IN CINEMAS: HOWL
It’s all very well James Franco staying true to his roots and doing loads of indie films alongside all the worthy Oscar bait and broad Japatow comedies, but that’s no excuse for starring in this painfully shit biopic from documentary directors (and it shows) Rob Epstein and Jeffrey Friedman. It’s an ‘experimental’ biopic, which gives them license to stick all manner of crap where it doesn’t belong: there’s a black and white poetry reading, a good vs. evil legal drama, a homoerotic love story and – at the film’s lowest ebb – half an hour of animation that wouldn’t make the front page of Vimeo.
IN CINEMAS: DRIVE ANGRY 3D
We all know Nic Cage has made some bad movies in the last decade; it was just a fact of life until Drive Angry (or Drive Angry 3D depending on which poster you believe) came along and wrecked the grade boundary. Directly targeting your average Aint It Cool devotee, who would probably happily classify it as “a genre homage” or “a retrograde experiment” or whatever other phrases Tarantino used to excuse being rubbish, Drive Angry is so fucking dreadful that you yearn for the simple, sincere awfulness of something like National Treasure.
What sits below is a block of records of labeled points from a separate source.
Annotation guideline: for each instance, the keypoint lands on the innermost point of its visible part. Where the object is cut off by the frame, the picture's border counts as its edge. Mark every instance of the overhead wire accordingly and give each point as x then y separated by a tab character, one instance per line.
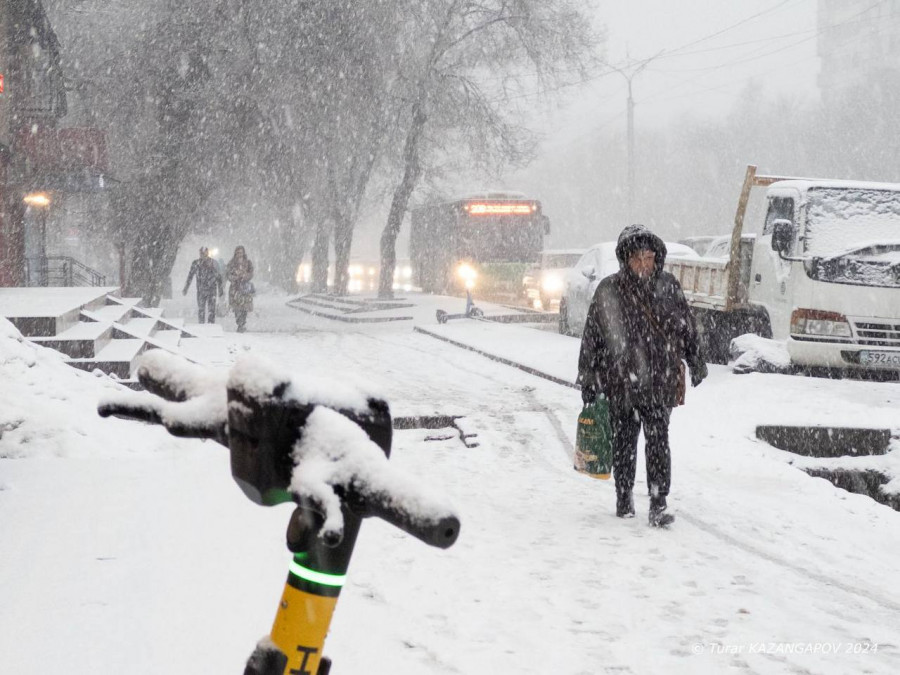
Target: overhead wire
745	59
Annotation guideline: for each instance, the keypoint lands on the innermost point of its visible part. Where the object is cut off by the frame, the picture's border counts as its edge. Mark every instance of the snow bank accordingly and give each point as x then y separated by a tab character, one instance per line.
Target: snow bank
754	354
48	408
259	378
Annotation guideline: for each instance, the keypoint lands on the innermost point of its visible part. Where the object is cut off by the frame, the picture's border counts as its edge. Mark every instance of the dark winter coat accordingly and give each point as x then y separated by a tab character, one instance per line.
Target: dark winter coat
240	296
638	331
209	279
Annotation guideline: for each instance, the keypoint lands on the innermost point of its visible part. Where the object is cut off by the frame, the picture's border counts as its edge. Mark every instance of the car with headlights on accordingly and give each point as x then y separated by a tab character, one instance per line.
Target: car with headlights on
597	263
543	283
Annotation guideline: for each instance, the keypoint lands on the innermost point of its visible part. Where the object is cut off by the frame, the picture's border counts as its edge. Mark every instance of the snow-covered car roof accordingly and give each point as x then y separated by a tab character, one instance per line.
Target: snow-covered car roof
564	251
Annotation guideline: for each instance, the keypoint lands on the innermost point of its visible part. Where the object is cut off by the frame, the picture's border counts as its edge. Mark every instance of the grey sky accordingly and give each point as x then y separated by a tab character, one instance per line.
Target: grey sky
711	50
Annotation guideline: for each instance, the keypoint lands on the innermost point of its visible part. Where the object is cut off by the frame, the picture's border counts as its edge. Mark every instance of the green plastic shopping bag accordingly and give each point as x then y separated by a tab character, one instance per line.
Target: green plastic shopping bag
593	440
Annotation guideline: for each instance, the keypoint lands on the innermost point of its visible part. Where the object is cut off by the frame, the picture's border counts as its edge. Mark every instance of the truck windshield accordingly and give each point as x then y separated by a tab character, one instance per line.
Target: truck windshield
841	219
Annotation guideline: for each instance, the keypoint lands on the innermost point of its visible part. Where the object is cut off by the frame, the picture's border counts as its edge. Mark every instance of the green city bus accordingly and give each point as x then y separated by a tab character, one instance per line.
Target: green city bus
483	243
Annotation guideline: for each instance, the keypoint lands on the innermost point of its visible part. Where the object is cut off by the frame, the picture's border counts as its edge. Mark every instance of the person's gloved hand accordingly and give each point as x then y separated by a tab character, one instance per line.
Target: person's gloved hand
699	374
588	392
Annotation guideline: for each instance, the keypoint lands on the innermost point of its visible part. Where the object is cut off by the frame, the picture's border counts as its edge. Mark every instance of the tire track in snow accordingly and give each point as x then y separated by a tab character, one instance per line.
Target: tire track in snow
710	529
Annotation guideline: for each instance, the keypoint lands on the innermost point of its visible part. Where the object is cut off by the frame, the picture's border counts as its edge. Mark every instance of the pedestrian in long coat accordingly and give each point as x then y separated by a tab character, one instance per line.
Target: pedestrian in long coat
240	290
209	284
639	329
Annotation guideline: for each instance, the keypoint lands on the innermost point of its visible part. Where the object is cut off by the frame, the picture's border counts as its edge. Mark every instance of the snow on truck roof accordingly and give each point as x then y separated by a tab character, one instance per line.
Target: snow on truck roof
806	184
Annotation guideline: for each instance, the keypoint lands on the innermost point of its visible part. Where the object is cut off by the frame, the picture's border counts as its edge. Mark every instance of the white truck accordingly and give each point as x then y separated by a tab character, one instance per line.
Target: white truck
820	271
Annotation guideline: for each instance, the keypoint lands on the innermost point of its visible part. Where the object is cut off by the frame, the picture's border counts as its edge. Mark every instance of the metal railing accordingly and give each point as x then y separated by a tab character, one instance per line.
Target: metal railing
60	270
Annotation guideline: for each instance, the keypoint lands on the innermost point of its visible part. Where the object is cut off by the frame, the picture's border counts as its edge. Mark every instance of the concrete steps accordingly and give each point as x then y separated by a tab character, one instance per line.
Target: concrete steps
96	329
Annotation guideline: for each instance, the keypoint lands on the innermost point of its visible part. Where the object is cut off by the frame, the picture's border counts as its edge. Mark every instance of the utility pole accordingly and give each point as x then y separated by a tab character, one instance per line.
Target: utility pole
629	72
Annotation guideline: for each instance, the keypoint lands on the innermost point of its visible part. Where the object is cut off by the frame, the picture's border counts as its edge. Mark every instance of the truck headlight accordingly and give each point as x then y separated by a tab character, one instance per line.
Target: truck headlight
467	275
817	323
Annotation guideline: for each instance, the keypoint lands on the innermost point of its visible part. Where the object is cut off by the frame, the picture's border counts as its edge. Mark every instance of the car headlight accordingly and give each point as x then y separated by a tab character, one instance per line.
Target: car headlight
552	284
467	274
819	323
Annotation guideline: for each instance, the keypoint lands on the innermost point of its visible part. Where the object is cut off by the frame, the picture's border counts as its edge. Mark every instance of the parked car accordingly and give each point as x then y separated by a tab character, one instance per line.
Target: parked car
544	283
701	244
597	263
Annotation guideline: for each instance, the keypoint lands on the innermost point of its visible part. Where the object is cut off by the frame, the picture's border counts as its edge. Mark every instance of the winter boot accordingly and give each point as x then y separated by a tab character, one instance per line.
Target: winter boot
624	505
658	516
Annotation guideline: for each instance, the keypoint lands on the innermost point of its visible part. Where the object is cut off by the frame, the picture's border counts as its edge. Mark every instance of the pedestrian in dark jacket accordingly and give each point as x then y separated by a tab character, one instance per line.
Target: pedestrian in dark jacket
240	290
639	328
209	284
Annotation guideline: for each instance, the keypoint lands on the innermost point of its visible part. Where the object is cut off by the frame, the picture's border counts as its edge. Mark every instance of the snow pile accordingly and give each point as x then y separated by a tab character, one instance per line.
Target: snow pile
261	378
48	408
754	354
334	452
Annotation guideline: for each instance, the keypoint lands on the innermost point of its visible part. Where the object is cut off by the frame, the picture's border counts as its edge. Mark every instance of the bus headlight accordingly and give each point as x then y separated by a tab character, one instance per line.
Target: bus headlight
467	275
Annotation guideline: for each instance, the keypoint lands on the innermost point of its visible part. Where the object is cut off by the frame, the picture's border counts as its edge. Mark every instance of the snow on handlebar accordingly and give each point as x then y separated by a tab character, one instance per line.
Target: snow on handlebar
334	452
320	444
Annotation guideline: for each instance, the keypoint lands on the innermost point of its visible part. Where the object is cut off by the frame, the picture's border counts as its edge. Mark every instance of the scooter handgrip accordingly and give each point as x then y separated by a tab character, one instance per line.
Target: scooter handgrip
435	529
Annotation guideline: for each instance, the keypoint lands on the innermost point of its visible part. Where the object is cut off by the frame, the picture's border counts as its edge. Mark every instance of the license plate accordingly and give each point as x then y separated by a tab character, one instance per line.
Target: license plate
879	359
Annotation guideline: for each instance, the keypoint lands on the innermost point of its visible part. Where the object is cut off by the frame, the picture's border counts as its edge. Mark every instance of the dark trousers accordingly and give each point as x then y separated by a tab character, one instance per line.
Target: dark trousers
240	316
626	425
206	307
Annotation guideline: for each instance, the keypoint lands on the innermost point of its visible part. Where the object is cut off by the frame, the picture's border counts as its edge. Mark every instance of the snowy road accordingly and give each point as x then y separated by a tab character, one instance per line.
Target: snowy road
151	561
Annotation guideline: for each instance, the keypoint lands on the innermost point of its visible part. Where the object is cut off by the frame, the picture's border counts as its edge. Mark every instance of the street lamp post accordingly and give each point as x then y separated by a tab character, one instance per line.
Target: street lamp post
629	73
41	201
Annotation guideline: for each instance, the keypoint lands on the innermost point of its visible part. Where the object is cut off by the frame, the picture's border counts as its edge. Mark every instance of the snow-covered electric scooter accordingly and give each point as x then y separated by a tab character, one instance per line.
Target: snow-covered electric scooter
324	449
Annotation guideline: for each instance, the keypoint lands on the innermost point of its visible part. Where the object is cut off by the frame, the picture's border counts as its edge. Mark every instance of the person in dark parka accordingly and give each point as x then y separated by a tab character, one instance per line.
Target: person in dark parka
639	328
209	282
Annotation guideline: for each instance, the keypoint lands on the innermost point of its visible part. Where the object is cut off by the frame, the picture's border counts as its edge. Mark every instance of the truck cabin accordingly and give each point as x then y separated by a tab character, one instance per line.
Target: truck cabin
842	231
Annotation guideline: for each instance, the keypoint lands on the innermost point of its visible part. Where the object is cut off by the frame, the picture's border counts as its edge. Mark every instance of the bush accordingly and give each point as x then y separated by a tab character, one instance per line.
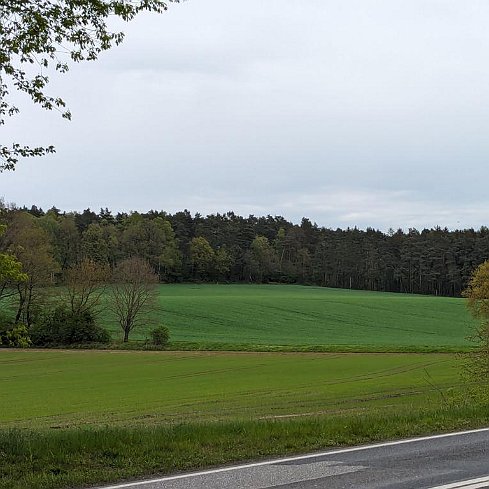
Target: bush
15	336
160	336
62	327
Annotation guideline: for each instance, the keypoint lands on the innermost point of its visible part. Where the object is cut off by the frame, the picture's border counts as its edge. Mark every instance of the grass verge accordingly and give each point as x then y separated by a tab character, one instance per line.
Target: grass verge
83	456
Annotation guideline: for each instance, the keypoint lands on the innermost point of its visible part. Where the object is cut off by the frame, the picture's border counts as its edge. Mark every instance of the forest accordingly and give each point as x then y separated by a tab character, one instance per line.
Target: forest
182	247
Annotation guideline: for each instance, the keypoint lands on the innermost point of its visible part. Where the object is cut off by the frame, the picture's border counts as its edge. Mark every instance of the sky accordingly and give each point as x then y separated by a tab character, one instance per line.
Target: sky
367	113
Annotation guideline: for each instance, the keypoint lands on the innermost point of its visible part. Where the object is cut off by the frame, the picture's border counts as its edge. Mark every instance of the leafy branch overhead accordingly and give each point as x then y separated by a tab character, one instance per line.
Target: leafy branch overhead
42	36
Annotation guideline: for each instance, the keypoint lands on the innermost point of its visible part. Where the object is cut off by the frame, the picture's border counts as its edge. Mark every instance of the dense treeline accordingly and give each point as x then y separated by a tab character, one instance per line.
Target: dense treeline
229	248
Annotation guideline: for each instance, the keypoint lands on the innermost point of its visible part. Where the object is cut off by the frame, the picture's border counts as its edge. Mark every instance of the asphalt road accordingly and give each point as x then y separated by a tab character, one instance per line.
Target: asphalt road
456	460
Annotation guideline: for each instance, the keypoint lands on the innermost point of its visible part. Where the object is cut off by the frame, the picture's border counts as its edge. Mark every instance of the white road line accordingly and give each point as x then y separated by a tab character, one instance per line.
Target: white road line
469	484
301	457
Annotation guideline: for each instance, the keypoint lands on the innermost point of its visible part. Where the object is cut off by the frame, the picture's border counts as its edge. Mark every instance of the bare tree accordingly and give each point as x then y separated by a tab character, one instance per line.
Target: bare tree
134	293
85	286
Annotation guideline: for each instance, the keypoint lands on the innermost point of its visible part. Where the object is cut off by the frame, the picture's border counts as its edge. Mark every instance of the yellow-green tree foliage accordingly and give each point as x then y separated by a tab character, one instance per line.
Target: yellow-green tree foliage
477	294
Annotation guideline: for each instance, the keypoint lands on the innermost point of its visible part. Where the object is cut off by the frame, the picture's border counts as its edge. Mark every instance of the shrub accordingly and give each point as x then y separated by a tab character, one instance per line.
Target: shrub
160	336
62	327
15	336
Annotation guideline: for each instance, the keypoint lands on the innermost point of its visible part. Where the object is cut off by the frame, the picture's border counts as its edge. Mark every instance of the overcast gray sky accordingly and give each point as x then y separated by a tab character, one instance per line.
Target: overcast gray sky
349	112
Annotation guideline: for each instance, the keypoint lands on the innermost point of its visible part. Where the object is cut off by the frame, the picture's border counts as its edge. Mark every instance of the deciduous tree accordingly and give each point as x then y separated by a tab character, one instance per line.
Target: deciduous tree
477	294
134	293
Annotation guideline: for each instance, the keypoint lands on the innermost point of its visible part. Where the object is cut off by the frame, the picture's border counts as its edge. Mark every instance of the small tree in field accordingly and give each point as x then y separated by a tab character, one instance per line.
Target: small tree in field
477	294
133	293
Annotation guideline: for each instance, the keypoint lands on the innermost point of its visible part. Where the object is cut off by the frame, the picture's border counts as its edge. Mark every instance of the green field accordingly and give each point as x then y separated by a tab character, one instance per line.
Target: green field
294	316
72	388
70	418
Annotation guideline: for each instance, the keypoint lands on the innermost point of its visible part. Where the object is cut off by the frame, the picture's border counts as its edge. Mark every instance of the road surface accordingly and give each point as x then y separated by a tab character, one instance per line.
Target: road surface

KATE HUDSON HAS MADE A FILM ABOUT A WEDDING, IN OTHER NEWS: WEDNESDAY STILL FOLLOWS TUESDAY
Starring Kate Hudson alongside a toddler’s head with a woman’s body (Ginnifer Goodwin), Something Borrowed continues the recent romcom formula of two female leads fighting over one completely characterless auxiliary male (here played by the mighty Colin Egglesfield) while a popular comedy actor (John Krasinski) desperately attempts to bring the LOLs in the margins. Looks like we’re in for another 27 Dresses, huzzah.
$65 MILLION SPIDER-MAN MUSICAL STILL CRAP
The most expensive Broadway production of all time, Spider-man: Turn Off The Dark, is now being re-written less than a month before its scheduled premiere after reviews declared it to be several times worse than 9/11. The U2 score is also being improved (if such a thing is possible) by producer Steve Lillywhite. Meanwhile, tickets continue to sell for upwards of $200, presumably to people who figure they might as well have the worst night of their life sooner rather than later.
ROBERT DOWNEY JR. CAST IN INHERENT VICE, IRONY SPOTTED BY EVERYONE
Billionaire heiress Megan Ellison all but saved auteur-de-jour Paul Thomas Anderson’s career last week when she agreed to fund both his perilous Scientology movie The Master (did I say Scientology? I meant an unrelated, fictional cult) and his upcoming Thomas Pynchon adaptation Inherent Vice. Now Robert Downey Jr. is said to be considering a leading role in the latter, as detective Doc Sportello. That’s if he can find the time between the next half dozen shit Marvel movies.